Peer-reviewed articles have been evaluated by several researchers or subject specialist in the academic community prior to accepting it for publication. Also known as scholarly or refereed.
In most databases you may limit your search to peer-reviewed, scholarly, or refereed publications by selecting this filter.
There may be content in peer reviewed journals which is not peer reviewed. These may be book reviews, letters, or front and back matter. In most cases, though, the research articles within will be peer reviewed. Consult a librarian if you're not sure.
Learn to be critical thinkers. When conducting research on the World Wide Web, evaluate the sites you are viewing using the criteria found in this section.
· ACCURACY Anyone can publish information on the web. The information may or may not be accurate. Most web sites are not verified by editors and fact checkers. Look for e-mail, contact address and phone numbers. You want to find out if the author is qualified to write the web page.
· AUTHORITY Web sites should enable the researcher to find out about the authors.
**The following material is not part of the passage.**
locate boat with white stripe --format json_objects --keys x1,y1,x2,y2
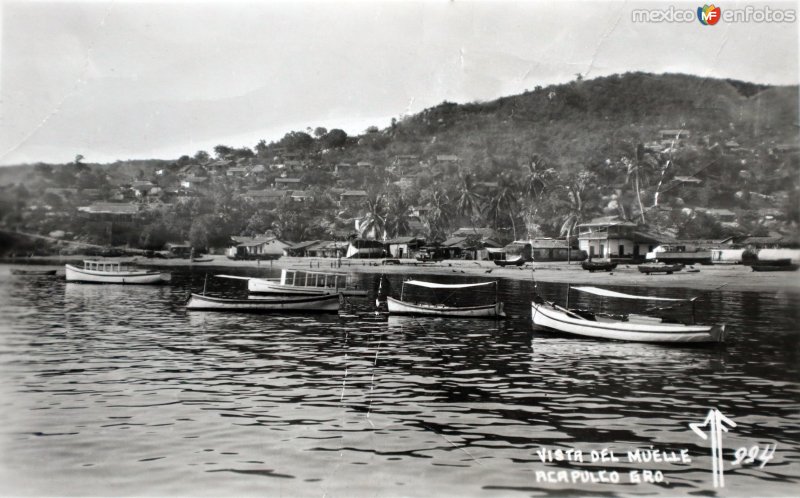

Look for names, where they work, credentials, addresses, and e-mail addresses. Look for the URL domain. Is the author affiliated with an educational institution (edu), a government agency (gov), an organization (org), or a commercial site (com)? Do the authors/publishers list their qualifications?
· OBJECTIVITY Are the goals and aims of the persons or groups responsible for the web site clearly stated? Is the group/person/organization legitimate? Some sites are thinly disguised commercials or opinion pages. Does the author express his/her opinions? Ask yourself why the page was written and for whom.
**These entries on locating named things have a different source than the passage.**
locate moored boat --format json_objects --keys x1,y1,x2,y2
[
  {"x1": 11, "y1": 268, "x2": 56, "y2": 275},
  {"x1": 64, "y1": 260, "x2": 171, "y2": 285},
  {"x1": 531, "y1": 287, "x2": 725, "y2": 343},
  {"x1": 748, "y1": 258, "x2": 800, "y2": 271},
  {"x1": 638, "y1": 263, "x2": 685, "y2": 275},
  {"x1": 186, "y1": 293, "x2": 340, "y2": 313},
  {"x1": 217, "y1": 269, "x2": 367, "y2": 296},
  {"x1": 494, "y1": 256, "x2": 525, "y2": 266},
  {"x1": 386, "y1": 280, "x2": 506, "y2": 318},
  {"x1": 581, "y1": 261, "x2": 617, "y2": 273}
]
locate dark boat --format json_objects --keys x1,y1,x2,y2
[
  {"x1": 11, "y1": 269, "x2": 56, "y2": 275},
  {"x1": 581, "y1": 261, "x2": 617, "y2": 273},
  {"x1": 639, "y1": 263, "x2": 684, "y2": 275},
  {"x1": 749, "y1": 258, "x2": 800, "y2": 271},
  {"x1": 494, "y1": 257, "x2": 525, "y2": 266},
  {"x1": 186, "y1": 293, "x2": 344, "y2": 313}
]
· CURRENCY Dates are not usually included on web pages. Check for dead links and outdated information. If you see a date listed, it may be the date of posting or the date of revision.
· COVERAGE Are you getting all the information this site has to offer? Do you need specialized software to access the information? Are you required to pay a fee to access the information? Is the content of the web page balanced with text and graphics? Are links relevant to the document’s content? Good web sites should contain a statement explaining or summarizing topics covered on the site.